Under Malloy’s plan the state will pay directly for all HUSKY health care services beginning in 2012, instead of leaving this to privately run insurance companies with high overhead and a direct financial interest in denying needed treatment.
It’s cheaper and kids will be healthier-sound good? Although it probably sounds good to you and most folks, there are a still a few key administrators at DSS who don’t think it is such a good idea. These bureaucrats seem bent on undermining quality healthcare that would save taxpayers’ money.
Over a month after Governor Malloy’s announcement, not one of the barriers preventing HUSKY families from using the PCCM model has been removed. For example, enrollees who do not choose a plan are being assigned to one of the three private insurers only to be moved again to a new plan in less than a year.

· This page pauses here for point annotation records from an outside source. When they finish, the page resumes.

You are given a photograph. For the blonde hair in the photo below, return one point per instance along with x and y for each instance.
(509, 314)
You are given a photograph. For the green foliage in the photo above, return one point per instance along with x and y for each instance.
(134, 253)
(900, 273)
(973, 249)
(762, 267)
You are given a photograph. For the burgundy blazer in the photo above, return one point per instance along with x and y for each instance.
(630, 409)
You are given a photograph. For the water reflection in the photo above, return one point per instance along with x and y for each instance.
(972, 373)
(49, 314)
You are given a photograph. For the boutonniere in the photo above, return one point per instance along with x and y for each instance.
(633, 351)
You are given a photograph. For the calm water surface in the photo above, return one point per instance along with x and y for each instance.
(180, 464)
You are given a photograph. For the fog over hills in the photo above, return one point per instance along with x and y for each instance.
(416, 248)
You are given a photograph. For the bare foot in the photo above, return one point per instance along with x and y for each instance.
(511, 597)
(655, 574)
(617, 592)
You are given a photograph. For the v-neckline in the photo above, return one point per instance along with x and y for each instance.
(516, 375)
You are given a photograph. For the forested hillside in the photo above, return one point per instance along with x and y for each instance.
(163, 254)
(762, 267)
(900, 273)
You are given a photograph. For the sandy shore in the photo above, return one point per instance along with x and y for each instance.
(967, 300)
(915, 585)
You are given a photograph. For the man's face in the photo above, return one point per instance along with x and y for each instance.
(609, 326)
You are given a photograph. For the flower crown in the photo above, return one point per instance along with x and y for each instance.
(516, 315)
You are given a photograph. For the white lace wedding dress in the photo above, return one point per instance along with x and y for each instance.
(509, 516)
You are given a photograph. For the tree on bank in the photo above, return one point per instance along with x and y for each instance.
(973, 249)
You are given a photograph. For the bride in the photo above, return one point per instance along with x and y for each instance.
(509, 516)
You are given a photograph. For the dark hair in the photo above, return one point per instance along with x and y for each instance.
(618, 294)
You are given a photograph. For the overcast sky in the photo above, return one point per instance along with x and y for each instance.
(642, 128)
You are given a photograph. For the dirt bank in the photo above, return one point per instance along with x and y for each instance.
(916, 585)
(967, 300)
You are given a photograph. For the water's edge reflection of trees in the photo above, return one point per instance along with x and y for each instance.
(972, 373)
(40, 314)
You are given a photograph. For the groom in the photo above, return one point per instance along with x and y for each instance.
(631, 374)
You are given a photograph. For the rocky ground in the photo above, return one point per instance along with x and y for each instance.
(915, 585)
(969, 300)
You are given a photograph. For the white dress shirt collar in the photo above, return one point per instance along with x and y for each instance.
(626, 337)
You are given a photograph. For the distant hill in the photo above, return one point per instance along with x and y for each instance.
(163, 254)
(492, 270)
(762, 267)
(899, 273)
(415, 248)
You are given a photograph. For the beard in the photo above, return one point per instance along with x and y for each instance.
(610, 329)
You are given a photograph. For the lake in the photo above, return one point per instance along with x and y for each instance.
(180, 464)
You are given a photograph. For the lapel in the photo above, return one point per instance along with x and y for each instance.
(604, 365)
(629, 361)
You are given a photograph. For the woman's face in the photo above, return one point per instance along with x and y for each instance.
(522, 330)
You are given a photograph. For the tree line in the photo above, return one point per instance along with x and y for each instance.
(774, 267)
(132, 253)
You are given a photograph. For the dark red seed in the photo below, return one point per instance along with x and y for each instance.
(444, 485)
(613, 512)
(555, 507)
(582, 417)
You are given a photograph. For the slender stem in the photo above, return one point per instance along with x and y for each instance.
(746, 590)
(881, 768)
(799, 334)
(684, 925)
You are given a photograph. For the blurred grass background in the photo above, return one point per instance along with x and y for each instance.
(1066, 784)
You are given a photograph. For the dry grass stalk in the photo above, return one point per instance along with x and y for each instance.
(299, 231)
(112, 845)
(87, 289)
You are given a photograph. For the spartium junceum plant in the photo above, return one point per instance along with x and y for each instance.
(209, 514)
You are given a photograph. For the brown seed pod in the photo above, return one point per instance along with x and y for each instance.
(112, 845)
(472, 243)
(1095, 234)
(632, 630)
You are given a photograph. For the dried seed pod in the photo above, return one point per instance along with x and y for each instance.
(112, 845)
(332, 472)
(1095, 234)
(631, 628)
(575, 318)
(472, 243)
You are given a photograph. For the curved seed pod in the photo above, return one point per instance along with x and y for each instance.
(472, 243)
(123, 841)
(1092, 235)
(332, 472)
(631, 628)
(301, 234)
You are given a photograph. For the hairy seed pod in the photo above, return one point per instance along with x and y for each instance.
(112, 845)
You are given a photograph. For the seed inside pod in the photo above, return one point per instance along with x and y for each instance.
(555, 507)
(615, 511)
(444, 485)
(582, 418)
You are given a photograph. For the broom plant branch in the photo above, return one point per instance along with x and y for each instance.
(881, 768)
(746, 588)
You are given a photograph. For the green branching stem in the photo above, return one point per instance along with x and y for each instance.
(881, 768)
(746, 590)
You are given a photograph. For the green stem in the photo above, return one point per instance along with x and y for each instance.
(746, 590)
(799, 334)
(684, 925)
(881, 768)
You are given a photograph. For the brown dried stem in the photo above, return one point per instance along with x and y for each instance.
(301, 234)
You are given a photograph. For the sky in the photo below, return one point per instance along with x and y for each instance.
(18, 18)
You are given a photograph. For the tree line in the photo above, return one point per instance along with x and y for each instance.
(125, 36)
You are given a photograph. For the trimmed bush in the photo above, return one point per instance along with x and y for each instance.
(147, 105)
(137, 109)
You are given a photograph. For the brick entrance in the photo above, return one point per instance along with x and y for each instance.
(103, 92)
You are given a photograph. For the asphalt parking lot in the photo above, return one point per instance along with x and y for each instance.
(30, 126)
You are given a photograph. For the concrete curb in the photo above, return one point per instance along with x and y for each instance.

The governor’s budget chief has unequivocally endorsed PCCM saying it needs to be ramped up for 2012, but there are many other barriers that DSS staff has still not removed, like prohibiting doctors from initiating conversations with their own patients about the PCCM option.
At a March 11 public meeting, a DSS official was asked to explain why it had taken no action to expand the PCCM pilot in light of the Malloy Administration’s announcement. In response, he boldly declared: “PCCM does not meet my standards.”
DSS has a new Commissioner, Roderick L. Bremby, and I am hopeful that Commissioner Bremby will make sure the old attitudes of DSS bureaucrats do not prevent more children from receiving quality better health care and saving taxpayer’s money.